SERIOUS MONEY:THE US stock market began the new year where it left off in 2010; prices continued their upward march to fresh post-crisis highs and, not surprisingly, the perennial bulls on Wall Street believe further gains are in store.
Fundamental analysts are almost universally of a bullish persuasion and have pencilled in economic growth of up to 4 per cent for the current year, which is expected to generate a double-digit increase in corporate earnings and a commensurate advance in stock prices.
The bulls may well prove right, but their stock market targets are proffered as near certainty and fail in their entirety to recognise the fact that the variability of potential outcomes remains extraordinarily wide.
Meanwhile, their esteemed colleagues who practise the art of technical analysis note that the stock market generated a bearish signal known as the Hindenburg Omen on December 14th, a warning of impending trouble that was confirmed the following day.
The Hindenburg Omen is a technical indicator that is believed by many analysts to portend a stock market crash. It was developed a number of years ago by Jim Miekka, a blind mathematician, and Kennedy Gammage, a technical analyst and newsletter editor, and dubbed the Hindenburg Omen in 2005, after the ill-fated passenger airship that crashed and burned in 1937, killing 36 people.
The omen was preceded by, and appears to be based on, the High Low Logic Index developed by Norman G. Fosback, editor of Fosback’s Fund Forecaster, in the 1970s. Fosback explained in his classic textbook Stock Market Logic that “the rationale behind the [High Low] Logic Index is simple. Under normal conditions, either a substantial number of stocks establish new annual highs or a large number set new lows – but not both ... When the index attains a high level, it indicates that the market is undergoing a period of extreme divergence ... Such divergence is not usually conducive to future rising stock prices.”
Miekka’s technical indicator requires a number of conditions to be satisfied for a stock market crash to be deemed imminent. First, the daily number of new 52-week highs and new 52-week lows on the New York Stock Exchange (NYSE) must both be sufficiently high that the lesser of the two is greater than 2.2 per cent of the total NYSE issues traded that day.
Second, the Hindenburg Omen can only be triggered in an advancing market. This condition is considered satisfied if the NYSE Index is higher than its level at any time during the previous 10 weeks on the day the first condition is observed.
Third, the McClellan Oscillator, an indicator of market breadth developed by Sherman and Marian McClellan in 1969, must be negative on the same day – the oscillator is measured as the 19-day exponential moving average of advances less declines minus the 39- day exponential moving average of advances less declines, and a negative value is indicative of deteriorating market breadth.

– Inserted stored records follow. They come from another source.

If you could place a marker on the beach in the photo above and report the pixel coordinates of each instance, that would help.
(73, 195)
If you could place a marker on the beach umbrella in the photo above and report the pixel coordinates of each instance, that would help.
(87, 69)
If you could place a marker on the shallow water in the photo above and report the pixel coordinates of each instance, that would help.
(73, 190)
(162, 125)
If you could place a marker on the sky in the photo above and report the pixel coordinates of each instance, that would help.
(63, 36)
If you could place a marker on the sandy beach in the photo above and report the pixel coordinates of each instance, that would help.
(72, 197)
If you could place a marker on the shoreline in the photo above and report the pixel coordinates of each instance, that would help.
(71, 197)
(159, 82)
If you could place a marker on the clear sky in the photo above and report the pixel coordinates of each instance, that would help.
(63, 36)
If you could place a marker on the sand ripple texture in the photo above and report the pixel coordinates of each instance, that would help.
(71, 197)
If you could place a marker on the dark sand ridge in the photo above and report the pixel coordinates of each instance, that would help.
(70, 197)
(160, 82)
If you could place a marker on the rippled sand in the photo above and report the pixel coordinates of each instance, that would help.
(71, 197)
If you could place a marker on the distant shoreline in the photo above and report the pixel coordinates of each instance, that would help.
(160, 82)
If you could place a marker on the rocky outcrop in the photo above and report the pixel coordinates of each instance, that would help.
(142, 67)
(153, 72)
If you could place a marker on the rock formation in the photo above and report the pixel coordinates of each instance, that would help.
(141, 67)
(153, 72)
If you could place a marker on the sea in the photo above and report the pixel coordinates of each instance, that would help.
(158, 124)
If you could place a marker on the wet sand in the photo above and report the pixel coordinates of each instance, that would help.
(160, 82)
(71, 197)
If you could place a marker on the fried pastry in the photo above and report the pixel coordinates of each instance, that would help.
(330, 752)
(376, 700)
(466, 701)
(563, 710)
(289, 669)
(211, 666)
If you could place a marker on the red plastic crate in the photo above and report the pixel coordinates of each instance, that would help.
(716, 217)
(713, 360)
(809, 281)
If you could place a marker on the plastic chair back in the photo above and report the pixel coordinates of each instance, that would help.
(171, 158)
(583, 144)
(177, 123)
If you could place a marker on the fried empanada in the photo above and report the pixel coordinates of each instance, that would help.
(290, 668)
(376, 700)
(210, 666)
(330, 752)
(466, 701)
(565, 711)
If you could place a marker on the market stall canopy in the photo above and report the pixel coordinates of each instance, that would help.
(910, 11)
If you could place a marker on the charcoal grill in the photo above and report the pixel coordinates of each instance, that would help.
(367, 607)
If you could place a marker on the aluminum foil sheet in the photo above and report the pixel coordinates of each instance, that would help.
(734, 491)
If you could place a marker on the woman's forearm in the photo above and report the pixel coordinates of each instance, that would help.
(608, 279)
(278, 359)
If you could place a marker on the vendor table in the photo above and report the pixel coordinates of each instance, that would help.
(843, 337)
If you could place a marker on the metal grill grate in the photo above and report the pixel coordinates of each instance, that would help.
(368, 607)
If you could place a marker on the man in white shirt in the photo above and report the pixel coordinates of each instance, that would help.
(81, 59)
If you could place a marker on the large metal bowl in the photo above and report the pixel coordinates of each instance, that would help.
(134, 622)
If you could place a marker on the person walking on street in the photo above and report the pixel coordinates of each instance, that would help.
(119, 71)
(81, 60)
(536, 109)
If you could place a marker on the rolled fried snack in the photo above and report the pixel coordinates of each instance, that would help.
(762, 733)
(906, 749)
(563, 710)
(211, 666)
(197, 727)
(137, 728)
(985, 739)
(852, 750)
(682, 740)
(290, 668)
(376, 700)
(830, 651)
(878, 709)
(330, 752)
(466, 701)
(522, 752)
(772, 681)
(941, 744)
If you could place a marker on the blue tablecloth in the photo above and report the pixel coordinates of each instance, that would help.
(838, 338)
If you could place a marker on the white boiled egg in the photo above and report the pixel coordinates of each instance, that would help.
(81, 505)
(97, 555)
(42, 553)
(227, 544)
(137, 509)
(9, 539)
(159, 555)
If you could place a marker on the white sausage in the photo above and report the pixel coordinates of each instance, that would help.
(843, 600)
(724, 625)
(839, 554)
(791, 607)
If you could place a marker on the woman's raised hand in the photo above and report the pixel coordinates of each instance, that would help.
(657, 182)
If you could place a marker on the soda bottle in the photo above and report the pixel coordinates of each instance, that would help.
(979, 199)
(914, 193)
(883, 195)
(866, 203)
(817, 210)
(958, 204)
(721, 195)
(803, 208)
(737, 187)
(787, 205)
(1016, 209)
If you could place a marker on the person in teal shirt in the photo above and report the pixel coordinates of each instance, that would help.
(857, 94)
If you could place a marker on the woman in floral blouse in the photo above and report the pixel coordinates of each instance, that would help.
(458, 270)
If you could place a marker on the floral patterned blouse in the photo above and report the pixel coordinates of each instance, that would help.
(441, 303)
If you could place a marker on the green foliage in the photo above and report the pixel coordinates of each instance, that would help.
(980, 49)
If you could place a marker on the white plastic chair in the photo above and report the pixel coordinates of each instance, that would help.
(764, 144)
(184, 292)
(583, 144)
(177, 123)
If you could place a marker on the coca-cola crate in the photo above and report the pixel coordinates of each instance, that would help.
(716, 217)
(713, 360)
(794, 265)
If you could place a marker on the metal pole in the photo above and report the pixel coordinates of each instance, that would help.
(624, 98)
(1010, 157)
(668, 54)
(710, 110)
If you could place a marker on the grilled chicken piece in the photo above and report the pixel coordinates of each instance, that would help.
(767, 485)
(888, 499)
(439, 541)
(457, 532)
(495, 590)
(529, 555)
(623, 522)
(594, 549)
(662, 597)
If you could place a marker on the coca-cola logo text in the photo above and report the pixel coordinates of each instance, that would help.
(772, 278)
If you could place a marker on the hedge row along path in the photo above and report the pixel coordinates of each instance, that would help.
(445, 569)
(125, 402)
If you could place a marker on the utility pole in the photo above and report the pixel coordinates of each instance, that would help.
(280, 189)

The fourth condition requires that new 52-week highs on the NYSE are not more than twice the number of new 52-week lows. Finally, for the Hindenburg Omen to be considered “official”, the first four conditions must be satisfied on the same trading day again and within a 36-day period following the first warning.
The requirements for an official Hindenburg Omen would appear to be quite onerous and, given that the crash indicator was triggered in the middle of December, it would appear to suggest that caution is appropriate in today’s runaway market.
However, it should be noted that the signal has been refined over and over again to fit the market’s historical gyrations and thus may be nothing more than a prime example of data- mining with little relevance for future market behaviour.
Investors will be quick to ask how the indicator has performed in practice and the results are instructive. There have been 39 Hindenburg Omens since 1985 and a crash warning has been generated before every substantial market decline registered during that period, including 1987, 2000, 2001, 2002, 2007 and 2008.
However, almost six in 10 observations have been followed by a subsequent market drop of less than 10 per cent and the median decline for all previous omens is less than 9 per cent. Only one in seven observations has occurred immediately before price declines of more than 20 per cent, the traditional definition of a bear market, which suggests the indicator is hardly deserving of its name.
The historical evidence indicates that the Hindenburg Omen may well portend a soft January, but the indicator is certainly not sufficient of itself to prepare for an imminent crash and an end to the 21-month long cyclical bull market.
An examination of sentiment indicators paints a similar picture; investors are excessively bullish and a pull-back is warranted to restore the market’s overall health. A normal market correction would appear to be in the offing and although this columnist believes the secular bear market is not over and will resume at some point, preparation for that event should not be based on some dubious indicator, but a close examination of the underlying fundamentals.